Lawmakers in Colorado voted last week to reject a Republican proposal that education funding be a higher priority for the state budget than Medicaid expansion. In my opinion, the state’s Medicaid expansion plan is a good idea, and one that’s worth funding. The alternative is that we continue to have a significant segment of the population without health insurance. That seems wrong from a moral standpoint, but it’s also a financial burden on the hospitals that treat large numbers of uninsureds in Colorado.
Although I believe that education funding is just as important as healthcare funding, the attempt to make it a higher priority seems like posturing and an effort to pick a cause that nearly everyone finds agreeable. Education funding is an easy cause to get behind – except that Republican lawmakers aren’t always so quick to support it. Then again, neither are the voters in Colorado.
Medicaid expansion and the subsidies that will help pay for health insurance for families earning up to 400% of FPL starting next year are both an integral part of getting many of the hundreds of thousands of currently uninsured Coloradans covered by health insurance.
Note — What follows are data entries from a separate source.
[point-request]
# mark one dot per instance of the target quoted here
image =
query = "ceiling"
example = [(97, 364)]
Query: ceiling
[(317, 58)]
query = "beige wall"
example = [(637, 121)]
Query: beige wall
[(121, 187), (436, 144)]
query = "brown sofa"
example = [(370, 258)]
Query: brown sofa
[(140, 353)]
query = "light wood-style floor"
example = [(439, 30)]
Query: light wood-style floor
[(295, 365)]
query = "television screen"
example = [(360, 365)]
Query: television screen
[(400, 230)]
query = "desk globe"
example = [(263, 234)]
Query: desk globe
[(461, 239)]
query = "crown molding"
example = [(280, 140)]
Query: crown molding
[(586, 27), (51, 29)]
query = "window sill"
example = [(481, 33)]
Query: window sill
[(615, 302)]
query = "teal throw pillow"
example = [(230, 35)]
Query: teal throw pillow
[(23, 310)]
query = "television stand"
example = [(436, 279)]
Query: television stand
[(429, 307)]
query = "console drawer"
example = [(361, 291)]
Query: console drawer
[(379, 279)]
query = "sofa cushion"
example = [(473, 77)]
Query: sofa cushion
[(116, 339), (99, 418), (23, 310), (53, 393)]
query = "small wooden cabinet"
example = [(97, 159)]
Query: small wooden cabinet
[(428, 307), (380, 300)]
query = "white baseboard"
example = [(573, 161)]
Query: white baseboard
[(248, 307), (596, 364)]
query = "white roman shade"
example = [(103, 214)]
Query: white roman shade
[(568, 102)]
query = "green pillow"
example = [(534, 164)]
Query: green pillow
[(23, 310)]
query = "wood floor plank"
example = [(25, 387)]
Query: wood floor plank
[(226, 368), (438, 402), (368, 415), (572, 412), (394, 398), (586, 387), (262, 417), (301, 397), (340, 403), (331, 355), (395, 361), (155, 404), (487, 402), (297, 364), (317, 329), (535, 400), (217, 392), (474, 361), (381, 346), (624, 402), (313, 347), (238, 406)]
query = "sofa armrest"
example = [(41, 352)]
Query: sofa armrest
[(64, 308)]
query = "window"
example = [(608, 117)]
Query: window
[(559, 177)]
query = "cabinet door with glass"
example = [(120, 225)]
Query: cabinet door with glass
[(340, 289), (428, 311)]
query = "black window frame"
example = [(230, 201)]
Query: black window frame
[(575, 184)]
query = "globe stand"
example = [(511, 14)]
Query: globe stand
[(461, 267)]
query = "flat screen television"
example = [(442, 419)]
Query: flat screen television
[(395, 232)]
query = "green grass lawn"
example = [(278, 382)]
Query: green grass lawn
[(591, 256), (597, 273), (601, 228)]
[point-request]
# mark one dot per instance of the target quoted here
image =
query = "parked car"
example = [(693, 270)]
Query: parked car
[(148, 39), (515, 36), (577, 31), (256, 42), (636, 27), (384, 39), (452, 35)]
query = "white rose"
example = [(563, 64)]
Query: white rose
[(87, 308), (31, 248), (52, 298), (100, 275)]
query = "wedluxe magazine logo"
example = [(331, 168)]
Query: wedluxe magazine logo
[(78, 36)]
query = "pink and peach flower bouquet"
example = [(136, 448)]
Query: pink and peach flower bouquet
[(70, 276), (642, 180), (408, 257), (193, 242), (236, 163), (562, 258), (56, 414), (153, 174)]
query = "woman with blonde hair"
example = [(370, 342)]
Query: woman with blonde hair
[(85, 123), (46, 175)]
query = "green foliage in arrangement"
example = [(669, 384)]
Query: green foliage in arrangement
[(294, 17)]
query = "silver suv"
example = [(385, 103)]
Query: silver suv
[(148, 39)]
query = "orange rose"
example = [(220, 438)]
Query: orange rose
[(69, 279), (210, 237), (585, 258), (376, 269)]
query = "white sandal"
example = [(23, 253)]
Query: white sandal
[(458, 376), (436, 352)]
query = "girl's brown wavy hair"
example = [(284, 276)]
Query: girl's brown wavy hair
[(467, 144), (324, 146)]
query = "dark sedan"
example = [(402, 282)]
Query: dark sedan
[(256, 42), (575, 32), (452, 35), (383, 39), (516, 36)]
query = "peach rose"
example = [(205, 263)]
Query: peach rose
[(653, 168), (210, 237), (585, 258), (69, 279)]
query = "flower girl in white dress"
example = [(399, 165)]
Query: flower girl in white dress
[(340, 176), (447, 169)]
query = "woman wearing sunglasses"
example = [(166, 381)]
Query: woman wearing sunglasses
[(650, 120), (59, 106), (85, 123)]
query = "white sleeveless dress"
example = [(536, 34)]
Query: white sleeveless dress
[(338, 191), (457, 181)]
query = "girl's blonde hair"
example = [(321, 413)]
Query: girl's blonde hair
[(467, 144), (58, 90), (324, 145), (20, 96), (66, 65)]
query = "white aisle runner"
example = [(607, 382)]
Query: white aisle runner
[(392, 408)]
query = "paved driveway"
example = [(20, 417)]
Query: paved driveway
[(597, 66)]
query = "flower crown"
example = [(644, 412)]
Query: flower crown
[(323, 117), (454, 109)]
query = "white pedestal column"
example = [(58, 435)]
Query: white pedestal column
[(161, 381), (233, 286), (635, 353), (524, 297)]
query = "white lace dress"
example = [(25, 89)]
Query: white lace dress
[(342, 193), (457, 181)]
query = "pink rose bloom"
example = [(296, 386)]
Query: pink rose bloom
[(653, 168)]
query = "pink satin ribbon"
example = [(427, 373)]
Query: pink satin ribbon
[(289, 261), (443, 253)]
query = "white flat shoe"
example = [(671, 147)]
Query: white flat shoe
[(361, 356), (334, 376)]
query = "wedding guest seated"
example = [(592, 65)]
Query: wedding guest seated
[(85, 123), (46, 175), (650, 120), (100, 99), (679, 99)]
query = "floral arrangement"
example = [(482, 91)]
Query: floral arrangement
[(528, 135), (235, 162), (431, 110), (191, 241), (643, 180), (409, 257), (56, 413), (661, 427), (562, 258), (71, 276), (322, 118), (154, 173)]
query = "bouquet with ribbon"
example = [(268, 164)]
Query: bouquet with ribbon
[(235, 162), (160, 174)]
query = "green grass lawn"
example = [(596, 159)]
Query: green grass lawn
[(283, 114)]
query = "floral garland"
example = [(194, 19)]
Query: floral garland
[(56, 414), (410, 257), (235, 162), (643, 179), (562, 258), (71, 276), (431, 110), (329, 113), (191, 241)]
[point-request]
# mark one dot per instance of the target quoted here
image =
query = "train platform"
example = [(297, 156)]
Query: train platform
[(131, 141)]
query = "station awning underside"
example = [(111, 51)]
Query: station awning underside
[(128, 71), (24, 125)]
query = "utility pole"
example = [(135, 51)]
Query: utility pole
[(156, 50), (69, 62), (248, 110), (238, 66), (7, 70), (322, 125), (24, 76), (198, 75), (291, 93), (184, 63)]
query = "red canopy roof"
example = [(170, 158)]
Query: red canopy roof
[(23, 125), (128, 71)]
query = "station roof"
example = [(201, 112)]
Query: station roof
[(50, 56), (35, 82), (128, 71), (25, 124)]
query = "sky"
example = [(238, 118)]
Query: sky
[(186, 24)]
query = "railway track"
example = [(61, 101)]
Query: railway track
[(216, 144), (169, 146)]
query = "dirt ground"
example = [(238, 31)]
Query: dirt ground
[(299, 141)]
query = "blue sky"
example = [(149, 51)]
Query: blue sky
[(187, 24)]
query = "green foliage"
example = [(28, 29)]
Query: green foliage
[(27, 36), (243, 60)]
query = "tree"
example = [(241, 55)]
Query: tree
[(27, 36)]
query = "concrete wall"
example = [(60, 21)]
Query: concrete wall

Both of these measures require funding via tax dollars, but without them we would likely continue to have a large uninsured population. The Medicaid expansion work that Colorado has done over the last few years had earned the state several large federal grants, but the focus thus far has primarily been on expanding access to coverage for low income children. The state’s rules didn’t allow Medicaid coverage for most childless adults, even those with very low incomes. A change in those guidelines to allow more people to be covered by health insurance – and thus have realistic access to healthcare – is a step in the right direction.